The third door, directly across from the top of the stairs, led to a closet, dark and narrow, which ran the width of the top floor with shelves stuffed with all manner of linens and crockery. It smelled of musty dirt. She pulled the door closed without further inspection.
Amber descended the narrow staircase that creaked beneath her feet and found herself in the foyer she had entered the night before. From where she stood she could see into the small parlor, and she ventured further down the hall to an equally confining library. The leather settee and chair that flanked the empty fireplace were dark and heavy, but improved somewhat by the daylight coming through a window set above a small desk. The day was quite bright for what Amber had imagined the North Country would be.
Amber followed the hall to the kitchen where she could smell something baking.

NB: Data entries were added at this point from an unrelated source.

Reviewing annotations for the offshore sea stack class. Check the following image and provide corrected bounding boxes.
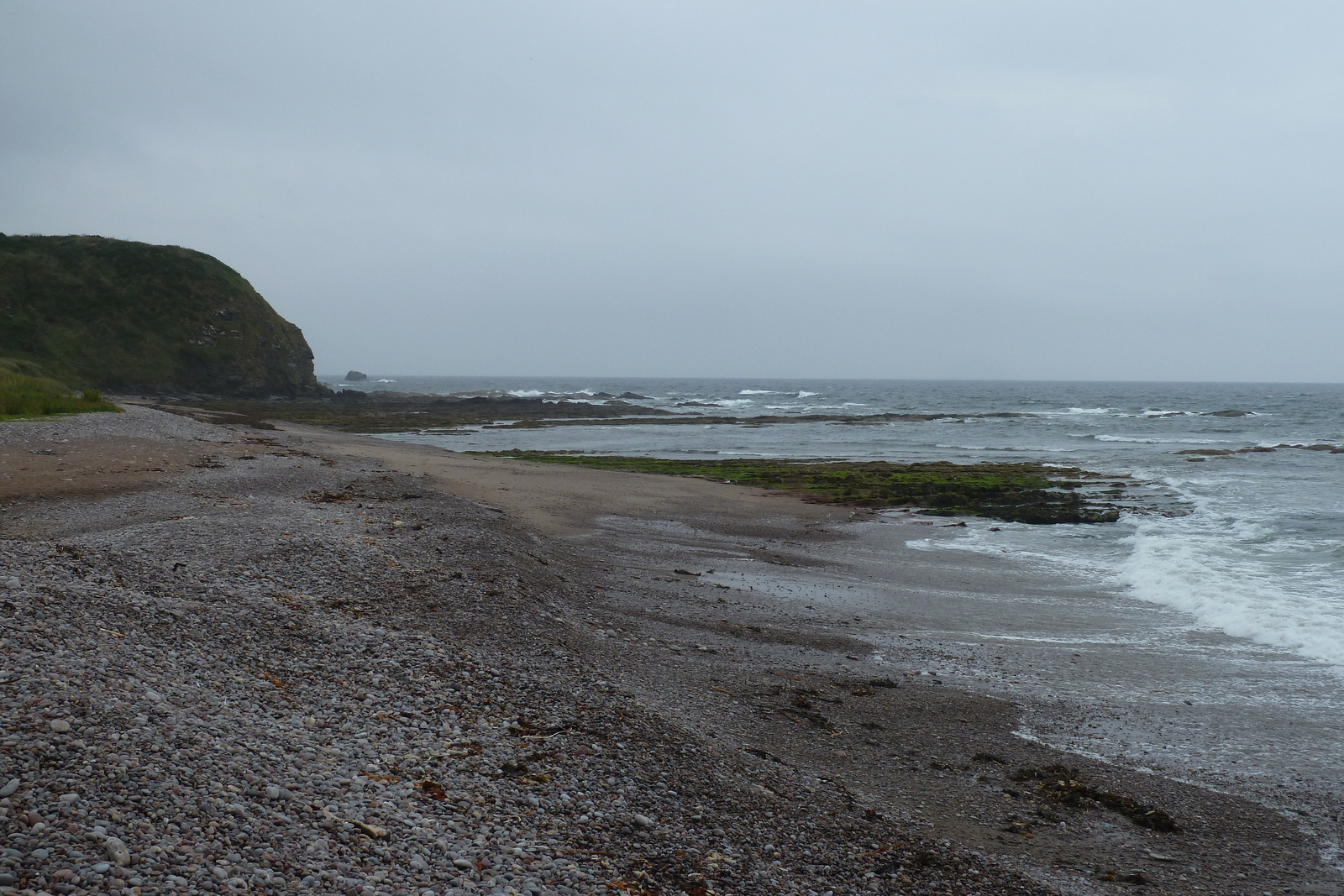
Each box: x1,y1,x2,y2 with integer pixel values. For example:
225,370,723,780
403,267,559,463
0,235,327,398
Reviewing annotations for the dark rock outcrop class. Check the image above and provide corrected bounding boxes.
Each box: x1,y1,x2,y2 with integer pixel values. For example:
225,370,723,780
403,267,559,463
0,237,327,396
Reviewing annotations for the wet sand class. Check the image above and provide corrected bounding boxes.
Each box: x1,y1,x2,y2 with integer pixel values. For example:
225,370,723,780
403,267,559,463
280,425,1344,893
0,415,1344,896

She inhaled deeply, her stomach tight with hunger. She stopped just over the threshold and looked around the room. So primitive. So small. There was no water pump for the basin set within the counter that ran along one full side of the room. Beneath the counter were shelves filled with simple dishes and pans, but nothing of the quality at Hampton Grove. Nothing fit for someone of her station. A bricked hearth, blackened from use, sat against the interior wall it shared with the servant’s quarters. The impoverished room was barely fit for servants, let alone women of genteel birth.
She must be expected to take her meals beside the fire but could scarce believe it. She wondered if she should insist on returning to London, but Amber would choose this exile above having to withstand her mother should she go back begging for consideration.
An outer door opened, and Amber startled until she saw it was Suzanne returning from outside, chamber pot in her hand. The maid met Amber’s eyes quickly but said nothing as she headed toward the corridor that led to the rest of the house. Amber heard Suzanne’s steps creak upon the stairs, cross the ceiling, and then come back again.
When Suzanne reentered the kitchen, she went to a washbasin set up on a table against the wall nearest the door and washed her hands. She dried her hands on a dishcloth and moved to the cooking fire where she used a crooked metal hook to pull the heavy iron pan from the coals. With the same hook, she lifted the lid, intensifying the smell of fresh-baked bread, which further tightened Amber’s stomach. She was not used to feeling hungry and could not remember ever having wanted food so badly.
“I’m afraid it might be a bit burnt on the bottom,” Suzanne said without looking at Amber still standing in the corner. “I suspect the coals were too hot when I set the pot upon them. I don’t often apply myself to baking.” She placed the lid on the hearth and then removed two wooden plates from one of the shelves beneath the counter. “Mrs. Dariloo was kind enough to stock some things in the larder.” She nodded toward a cupboard set within the back of the house. “There’s a smokehouse out back too, and a cellar space that will be good for vegetables once there’s a harvest.”